Lire aussi : Modifier l’affectation ou les missions d’un agent : comment éviter les contentieux ?

 

Partager le diagnostic

Accepter ses erreurs ou ses difficultés est une chose mais quand c’est sa place dans la collectivité qui est en jeu, l’analyse n’a pas le même impact. Or, une démarche de séparation passe nécessairement par une phase de « deuil », une acceptation qu’il faut tourner la page et qu’il ne sera plus possible de renouer avec ce que l’on a fait ou aimé dans son poste, dans ses relations et dans sa collectivité.

 

Dans la fonction publique, la séparation est encore un tabou. Aucune disposition statutaire n’est prévue pour l’accompagner.

 

C’est cette phase qui est la plus douloureuse à affronter pour l’individu. La collectivité a un devoir moral d’exposer la situation aussi clairement que possible, sans ambiguïté. S’il y a des possibilités de résolution de problèmes, de mobilité interne, elle doit tout faire pour les explorer avec le cadre concerné. Si les solutions internes n’existent pas, l’individu a besoin de le savoir et de façon claire. Préserver l’individu, même dans des situations aussi difficiles doit être un objectif.
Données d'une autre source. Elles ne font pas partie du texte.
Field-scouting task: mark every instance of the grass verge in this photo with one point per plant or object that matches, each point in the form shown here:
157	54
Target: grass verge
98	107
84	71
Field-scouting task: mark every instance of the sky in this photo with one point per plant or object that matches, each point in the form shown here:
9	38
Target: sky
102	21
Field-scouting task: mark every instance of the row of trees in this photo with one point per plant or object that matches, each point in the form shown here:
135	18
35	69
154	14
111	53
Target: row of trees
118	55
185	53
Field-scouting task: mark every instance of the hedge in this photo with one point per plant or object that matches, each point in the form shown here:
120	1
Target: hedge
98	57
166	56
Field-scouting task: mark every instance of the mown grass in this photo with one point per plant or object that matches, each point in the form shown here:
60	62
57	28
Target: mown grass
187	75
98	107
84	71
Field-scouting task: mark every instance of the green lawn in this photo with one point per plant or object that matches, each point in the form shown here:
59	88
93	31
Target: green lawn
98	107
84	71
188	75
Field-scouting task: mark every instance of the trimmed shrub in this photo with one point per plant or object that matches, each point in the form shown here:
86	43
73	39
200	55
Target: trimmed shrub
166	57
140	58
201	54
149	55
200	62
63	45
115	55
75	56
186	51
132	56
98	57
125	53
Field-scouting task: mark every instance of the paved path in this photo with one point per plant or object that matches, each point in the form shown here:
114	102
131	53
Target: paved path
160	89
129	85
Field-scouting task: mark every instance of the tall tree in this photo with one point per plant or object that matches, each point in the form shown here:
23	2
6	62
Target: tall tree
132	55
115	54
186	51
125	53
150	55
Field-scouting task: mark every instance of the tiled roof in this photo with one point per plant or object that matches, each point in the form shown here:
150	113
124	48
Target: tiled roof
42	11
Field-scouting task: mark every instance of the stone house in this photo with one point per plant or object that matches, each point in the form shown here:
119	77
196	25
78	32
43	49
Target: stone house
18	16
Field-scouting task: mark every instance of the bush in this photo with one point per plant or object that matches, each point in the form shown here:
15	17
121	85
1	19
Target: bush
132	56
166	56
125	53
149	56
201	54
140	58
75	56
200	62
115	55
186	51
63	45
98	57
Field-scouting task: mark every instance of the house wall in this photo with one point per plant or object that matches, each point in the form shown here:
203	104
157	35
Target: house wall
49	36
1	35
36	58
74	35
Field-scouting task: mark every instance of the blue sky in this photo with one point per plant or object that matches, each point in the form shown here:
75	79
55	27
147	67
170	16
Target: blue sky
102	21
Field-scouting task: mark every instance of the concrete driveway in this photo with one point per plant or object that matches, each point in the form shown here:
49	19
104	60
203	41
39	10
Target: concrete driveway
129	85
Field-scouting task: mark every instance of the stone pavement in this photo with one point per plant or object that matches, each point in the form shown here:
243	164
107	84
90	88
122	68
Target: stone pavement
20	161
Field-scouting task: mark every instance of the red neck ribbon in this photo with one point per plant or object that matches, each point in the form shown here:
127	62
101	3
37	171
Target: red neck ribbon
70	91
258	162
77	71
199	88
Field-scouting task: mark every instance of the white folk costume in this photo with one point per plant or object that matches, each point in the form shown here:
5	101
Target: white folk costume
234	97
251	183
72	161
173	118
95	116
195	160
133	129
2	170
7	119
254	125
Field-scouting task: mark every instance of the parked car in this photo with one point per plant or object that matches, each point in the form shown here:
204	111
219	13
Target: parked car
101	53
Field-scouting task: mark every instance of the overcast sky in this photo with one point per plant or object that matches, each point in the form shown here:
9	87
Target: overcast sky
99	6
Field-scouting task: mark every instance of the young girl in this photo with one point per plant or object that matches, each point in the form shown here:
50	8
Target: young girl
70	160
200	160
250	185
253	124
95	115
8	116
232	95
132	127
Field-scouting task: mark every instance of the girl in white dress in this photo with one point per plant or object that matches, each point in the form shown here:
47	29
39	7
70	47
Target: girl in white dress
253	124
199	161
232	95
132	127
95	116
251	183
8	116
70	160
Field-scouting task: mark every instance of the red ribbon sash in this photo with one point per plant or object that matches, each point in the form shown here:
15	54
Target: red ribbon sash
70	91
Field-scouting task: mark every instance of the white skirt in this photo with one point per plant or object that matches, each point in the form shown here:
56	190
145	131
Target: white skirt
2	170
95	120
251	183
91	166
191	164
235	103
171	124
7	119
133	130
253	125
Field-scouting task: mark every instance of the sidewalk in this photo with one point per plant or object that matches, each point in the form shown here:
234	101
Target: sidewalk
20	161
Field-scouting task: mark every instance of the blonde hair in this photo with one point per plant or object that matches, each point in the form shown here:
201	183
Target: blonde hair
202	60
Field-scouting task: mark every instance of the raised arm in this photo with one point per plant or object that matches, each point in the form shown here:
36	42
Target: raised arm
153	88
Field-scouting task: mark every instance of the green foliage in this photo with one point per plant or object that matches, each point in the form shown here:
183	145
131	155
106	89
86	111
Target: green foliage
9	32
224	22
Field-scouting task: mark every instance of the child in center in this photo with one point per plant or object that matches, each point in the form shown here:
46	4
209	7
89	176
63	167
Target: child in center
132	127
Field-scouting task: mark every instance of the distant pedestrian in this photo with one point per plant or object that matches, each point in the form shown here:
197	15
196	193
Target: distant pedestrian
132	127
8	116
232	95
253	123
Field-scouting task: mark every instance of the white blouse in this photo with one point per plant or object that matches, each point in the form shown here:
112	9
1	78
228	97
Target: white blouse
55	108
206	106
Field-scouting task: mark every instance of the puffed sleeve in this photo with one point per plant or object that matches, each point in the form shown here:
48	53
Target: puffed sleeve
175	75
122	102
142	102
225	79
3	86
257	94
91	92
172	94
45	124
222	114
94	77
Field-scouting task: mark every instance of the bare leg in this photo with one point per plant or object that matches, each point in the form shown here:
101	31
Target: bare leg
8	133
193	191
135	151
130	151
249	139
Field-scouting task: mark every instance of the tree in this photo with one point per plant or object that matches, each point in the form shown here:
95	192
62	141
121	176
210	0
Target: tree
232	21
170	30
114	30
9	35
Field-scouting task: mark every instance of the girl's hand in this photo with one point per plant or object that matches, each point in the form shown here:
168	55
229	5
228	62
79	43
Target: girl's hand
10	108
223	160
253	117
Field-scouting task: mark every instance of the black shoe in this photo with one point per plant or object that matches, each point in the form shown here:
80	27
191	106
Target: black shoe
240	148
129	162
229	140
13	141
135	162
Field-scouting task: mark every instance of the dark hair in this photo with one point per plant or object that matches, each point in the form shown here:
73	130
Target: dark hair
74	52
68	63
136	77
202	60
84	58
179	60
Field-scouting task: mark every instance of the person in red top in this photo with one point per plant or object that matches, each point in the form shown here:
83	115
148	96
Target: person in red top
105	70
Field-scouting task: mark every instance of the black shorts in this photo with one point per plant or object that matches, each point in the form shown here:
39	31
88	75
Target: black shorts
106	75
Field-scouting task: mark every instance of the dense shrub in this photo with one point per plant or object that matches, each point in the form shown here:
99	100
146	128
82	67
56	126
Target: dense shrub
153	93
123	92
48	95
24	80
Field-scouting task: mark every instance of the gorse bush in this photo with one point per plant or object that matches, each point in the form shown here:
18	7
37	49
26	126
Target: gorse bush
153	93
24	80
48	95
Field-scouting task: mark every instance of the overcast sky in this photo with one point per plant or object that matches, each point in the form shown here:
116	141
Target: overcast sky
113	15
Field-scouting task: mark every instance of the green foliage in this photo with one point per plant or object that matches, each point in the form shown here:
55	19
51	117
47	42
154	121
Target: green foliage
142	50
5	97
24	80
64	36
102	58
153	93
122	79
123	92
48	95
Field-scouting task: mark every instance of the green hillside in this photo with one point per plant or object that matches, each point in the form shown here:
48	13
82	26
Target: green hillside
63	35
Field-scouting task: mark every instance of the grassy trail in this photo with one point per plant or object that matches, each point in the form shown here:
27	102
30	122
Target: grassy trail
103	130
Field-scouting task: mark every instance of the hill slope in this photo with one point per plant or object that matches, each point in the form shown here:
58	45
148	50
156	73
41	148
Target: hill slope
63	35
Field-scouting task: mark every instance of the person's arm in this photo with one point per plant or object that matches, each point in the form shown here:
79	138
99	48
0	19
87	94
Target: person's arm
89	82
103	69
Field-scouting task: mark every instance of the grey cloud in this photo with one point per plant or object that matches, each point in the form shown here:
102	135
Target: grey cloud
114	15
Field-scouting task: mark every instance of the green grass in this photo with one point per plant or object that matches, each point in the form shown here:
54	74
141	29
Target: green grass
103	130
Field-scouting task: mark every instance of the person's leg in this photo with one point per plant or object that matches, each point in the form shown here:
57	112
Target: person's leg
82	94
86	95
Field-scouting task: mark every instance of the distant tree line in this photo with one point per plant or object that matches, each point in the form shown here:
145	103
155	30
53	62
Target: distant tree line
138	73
Comprendre que tout avenir est devenu impossible dans la collectivité signifie pour l’individu de renoncer à son statut social (l’image renvoyée comme cadre, responsable de service, directeur…), à ses avantages liés au poste (proximité domicile travail, véhicule de service…), à son niveau actuel de rémunération et aussi aux relations personnelles et affectives nouées dans le cadre de ses missions. Il est important de ne pas négliger l’impact personnel de ces décisions professionnelles. C’est un réel bouleversement qui peut déstabiliser l’individu dans sa vie personnelle et familiale, remettre en question une organisation quotidienne, l’image et le statut social…
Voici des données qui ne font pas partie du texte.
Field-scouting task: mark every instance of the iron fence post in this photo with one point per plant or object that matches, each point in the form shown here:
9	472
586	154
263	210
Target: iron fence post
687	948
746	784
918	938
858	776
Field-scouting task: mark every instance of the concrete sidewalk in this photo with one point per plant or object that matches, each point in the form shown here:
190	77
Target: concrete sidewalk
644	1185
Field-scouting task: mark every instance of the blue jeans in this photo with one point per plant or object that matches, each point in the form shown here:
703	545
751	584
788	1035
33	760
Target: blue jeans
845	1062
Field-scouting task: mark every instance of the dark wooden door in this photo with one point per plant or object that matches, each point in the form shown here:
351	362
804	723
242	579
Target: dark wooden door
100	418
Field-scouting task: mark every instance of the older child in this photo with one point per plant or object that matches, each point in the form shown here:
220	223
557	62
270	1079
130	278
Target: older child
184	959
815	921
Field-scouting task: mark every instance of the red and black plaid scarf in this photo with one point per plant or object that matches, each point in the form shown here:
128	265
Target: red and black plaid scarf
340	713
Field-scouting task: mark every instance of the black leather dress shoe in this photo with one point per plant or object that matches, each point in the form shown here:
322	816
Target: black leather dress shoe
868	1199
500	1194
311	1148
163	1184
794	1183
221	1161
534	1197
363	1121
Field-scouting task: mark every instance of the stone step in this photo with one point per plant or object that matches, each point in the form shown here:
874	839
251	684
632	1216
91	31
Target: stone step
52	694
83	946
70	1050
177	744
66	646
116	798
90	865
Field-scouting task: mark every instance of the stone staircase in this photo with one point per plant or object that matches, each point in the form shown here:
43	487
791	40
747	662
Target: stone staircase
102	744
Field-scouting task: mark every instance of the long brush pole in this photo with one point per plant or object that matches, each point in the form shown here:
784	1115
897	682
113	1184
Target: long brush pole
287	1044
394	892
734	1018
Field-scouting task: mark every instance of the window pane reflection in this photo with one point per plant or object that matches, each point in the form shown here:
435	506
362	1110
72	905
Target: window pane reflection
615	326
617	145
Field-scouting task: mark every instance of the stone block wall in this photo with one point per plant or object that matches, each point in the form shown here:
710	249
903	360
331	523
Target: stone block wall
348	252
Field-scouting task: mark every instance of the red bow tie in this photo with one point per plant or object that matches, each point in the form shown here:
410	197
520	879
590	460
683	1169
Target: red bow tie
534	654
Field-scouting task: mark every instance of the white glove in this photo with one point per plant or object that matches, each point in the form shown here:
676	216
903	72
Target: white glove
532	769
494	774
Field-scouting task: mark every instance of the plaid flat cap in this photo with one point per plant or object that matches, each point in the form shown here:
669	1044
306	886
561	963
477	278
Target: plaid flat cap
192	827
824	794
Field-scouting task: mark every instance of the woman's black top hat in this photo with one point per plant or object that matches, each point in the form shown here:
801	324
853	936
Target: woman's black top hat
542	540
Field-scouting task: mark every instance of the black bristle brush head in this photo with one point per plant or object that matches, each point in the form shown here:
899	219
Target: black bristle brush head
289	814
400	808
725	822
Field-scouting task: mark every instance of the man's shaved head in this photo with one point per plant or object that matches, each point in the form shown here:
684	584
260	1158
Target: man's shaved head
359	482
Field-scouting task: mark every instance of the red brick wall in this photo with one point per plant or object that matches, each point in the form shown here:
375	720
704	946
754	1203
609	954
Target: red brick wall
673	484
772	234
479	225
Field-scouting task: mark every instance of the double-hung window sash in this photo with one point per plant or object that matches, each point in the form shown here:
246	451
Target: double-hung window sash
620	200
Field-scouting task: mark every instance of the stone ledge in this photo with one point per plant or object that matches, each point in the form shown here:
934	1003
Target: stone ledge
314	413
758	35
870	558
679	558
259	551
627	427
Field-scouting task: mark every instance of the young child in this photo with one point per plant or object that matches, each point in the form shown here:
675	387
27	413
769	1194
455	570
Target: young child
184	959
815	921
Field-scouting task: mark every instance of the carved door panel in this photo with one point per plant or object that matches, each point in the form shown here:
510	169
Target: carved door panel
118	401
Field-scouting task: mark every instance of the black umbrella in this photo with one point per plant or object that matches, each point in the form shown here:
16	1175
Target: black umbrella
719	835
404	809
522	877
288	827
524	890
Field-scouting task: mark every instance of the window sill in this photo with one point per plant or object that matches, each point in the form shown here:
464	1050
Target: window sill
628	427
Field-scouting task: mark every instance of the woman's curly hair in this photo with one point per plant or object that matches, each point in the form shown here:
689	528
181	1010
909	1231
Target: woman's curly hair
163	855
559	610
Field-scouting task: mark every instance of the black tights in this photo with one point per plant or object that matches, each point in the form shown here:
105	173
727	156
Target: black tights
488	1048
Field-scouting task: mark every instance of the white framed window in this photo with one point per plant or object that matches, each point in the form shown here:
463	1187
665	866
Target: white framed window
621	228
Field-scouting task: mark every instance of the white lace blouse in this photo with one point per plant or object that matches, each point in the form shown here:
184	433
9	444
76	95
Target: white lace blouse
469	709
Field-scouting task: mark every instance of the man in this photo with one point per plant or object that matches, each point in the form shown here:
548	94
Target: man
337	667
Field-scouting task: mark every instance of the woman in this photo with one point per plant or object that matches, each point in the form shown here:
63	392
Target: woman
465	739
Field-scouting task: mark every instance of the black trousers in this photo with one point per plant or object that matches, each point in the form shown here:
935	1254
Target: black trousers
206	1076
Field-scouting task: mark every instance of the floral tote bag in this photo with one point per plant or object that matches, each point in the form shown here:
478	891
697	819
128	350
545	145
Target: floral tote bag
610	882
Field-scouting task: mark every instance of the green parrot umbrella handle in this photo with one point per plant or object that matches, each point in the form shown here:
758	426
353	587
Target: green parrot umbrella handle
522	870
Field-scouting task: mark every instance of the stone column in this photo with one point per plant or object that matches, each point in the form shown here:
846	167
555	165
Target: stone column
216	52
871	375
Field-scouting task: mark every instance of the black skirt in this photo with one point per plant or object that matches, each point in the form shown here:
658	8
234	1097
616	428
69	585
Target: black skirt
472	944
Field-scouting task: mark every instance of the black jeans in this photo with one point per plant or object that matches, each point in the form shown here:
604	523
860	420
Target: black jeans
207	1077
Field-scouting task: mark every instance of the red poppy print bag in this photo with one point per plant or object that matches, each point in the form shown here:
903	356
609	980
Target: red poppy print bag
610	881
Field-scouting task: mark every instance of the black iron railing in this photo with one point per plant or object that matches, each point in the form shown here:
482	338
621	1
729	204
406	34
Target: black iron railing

Pour un individu déjà fragilisé, en souffrance ou en crise dans sa vie privée, une telle annonce peut être dangereuse. C’est pourquoi il est important de bien appréhender cette phase et de mesurer les impacts potentiels. Les excès d’autoritarisme où « virer un cadre » constitue une démonstration de management (pour ne pas dire de force !) ont un effet dévastateur et peu pertinent en interne. Or, la tentation est parfois présente de singer le secteur privé et par effet de mimétisme de se prendre « pour un vrai patron »… mais attention, dans la Territoriale, le monde est petit !

 

Lire l’interview de Pierre Giraud : « Ne pas attendre que la situation se dégrade »

 

Garantir un traitement « humain » des situations, c’est aussi permettre le succès de la démarche. Le cadre concerné doit comprendre ce qui lui est reproché et ce qui rend impossible toute présence future dans la collectivité. Car même s’il refuse de partager les constats, c’est à travers cette étape qu’il pourra par la suite avancer, se reconstruire et évoluer vers d’autres horizons. C’est un processus qui prend du temps et qui demande de l’attention, de l’écoute et de l’énergie. S’entrouvre alors un champ d’incertitudes. Car pourquoi changer quand on ne sait pas ce que l’on retrouvera ensuite ? Le raisonnement est humain…

 

Comment les collectivités s’y prennent-elles  ?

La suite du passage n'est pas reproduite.